"I wonder," Burleigh mused, "if she would be angry if I asked her to marry me; or if she'd have me. She'd be a fool if she did! she knows so much, and is so used to great people! I suppose it is no use to bother my head for what I can't have. But I want her; and she's been very good to me; and perhaps—perhaps she wouldn't really say no. I'm a fool to lose the chance by being afraid to speak! Confound it! a woman's no right to be angry with a fellow for being in love with her. He can't help it, I suppose. I'm sure I can't. Besides I've heard her say she'd like to live in Montfield all her life."
He had thrown himself half-dressed upon the bed, his monkish masquerade costume hanging over a chair near by. Turning and twisting about uneasily as the conflict in his mind became more and more earnest, the silver-pieces loose in his pocket rattled out, one rolling from the bed to the floor. He raised himself, and picked it up. It was a Mexican dollar, dated the year of his birth, and he had for years carried it as a pocket-piece.
"I have half a mind," he soliloquized, tossing the coin in his hand, "to offer myself this very night. I don't think it would be so hard with this suit on as it would in my own clothes.

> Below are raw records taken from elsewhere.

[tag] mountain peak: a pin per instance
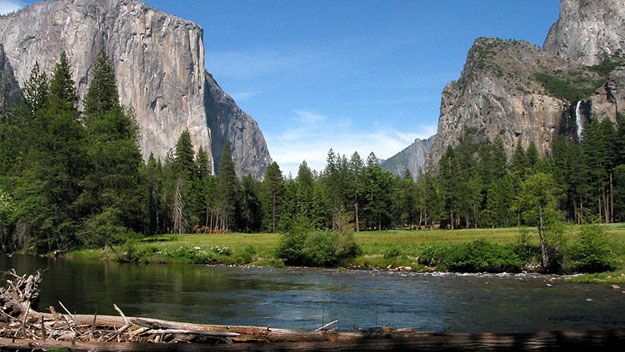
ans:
(587, 32)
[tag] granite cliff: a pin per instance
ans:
(159, 62)
(411, 159)
(588, 31)
(521, 93)
(10, 93)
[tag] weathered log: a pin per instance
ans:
(325, 327)
(595, 340)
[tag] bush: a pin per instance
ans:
(246, 256)
(481, 255)
(318, 248)
(227, 251)
(592, 250)
(433, 255)
(392, 253)
(524, 249)
(190, 254)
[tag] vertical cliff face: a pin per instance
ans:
(515, 91)
(413, 158)
(498, 96)
(588, 30)
(9, 89)
(231, 124)
(158, 59)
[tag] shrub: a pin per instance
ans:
(524, 249)
(481, 255)
(190, 254)
(392, 253)
(227, 251)
(318, 248)
(434, 254)
(592, 250)
(246, 256)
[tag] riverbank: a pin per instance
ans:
(389, 250)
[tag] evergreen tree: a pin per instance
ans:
(531, 157)
(63, 93)
(49, 188)
(102, 95)
(36, 90)
(251, 209)
(228, 189)
(451, 183)
(356, 166)
(273, 190)
(184, 162)
(112, 195)
(539, 203)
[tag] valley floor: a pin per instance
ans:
(259, 249)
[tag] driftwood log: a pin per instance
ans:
(22, 328)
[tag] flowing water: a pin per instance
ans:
(306, 298)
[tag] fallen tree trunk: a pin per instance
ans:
(418, 341)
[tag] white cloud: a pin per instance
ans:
(312, 141)
(243, 96)
(308, 117)
(7, 6)
(254, 64)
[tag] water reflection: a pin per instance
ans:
(296, 298)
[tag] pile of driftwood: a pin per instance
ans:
(23, 328)
(21, 322)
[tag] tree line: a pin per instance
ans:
(75, 177)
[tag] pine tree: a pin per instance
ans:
(102, 95)
(228, 189)
(531, 157)
(112, 194)
(251, 209)
(51, 186)
(36, 90)
(63, 93)
(273, 190)
(184, 163)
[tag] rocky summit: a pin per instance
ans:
(159, 63)
(520, 93)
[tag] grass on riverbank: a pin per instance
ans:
(381, 249)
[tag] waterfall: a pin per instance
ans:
(579, 119)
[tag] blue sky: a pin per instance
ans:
(350, 75)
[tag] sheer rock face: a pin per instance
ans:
(588, 30)
(413, 158)
(497, 96)
(10, 93)
(229, 123)
(159, 64)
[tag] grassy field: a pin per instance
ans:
(259, 249)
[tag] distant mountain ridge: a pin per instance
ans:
(159, 62)
(410, 159)
(506, 87)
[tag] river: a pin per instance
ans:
(306, 298)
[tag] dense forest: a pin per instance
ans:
(71, 174)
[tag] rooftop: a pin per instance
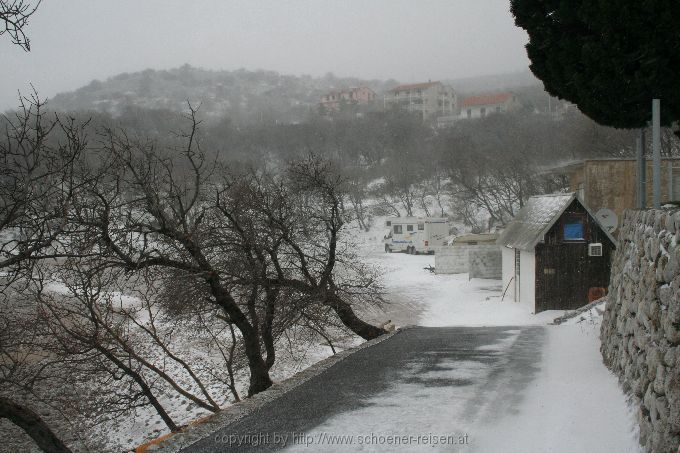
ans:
(415, 86)
(536, 218)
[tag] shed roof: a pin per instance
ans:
(481, 237)
(536, 218)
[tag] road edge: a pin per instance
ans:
(237, 411)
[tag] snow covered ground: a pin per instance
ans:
(574, 404)
(417, 296)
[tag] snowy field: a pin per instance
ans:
(417, 296)
(573, 404)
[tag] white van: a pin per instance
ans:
(415, 234)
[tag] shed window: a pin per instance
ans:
(574, 228)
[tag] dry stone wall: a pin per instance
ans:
(486, 262)
(641, 326)
(480, 260)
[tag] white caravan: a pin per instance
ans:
(415, 234)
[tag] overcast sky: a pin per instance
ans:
(76, 41)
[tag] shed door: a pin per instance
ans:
(560, 282)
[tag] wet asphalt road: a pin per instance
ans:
(448, 377)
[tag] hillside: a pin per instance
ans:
(244, 96)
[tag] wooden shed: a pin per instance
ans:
(555, 254)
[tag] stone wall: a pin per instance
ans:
(480, 260)
(485, 262)
(453, 259)
(641, 325)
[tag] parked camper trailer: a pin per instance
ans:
(415, 234)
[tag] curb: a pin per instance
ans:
(575, 313)
(237, 411)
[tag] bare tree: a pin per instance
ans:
(14, 16)
(37, 185)
(176, 213)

It would be more natural to do any thing extraordinary in a mask. I've a mind to toss up for it. That is one way of settling it. It might go against me, though. However, it won't be any harm to see what it would have been if I had tried it."
The coin went spinning into the air.
"Heads!" he called aloud. "Humph!" he commented inwardly, "It's tails. But of course I should have tried the best two in three. Heads! And heads it is, by thunder! That's one and one. Heads! Confound it, it's tails again. But then that was only to try what might have been. Here goes in earnest. Heads!"
The dollar struck upon the edge of the bed, and Burleigh cried out "Bar that!" then, picking it up, found the head uppermost.
"Why didn't I let that go?" he said. "Heads!"
The coin spun round and round gayly. When at last it lay still, the reverse stared the lover in the face.
"Plague take that dollar! it is always tails. I'll change it, and begin again. Heads now!"
The new coin proved no less perverse than the old one, and turned its back toward the young man quite as resolutely as its predecessor.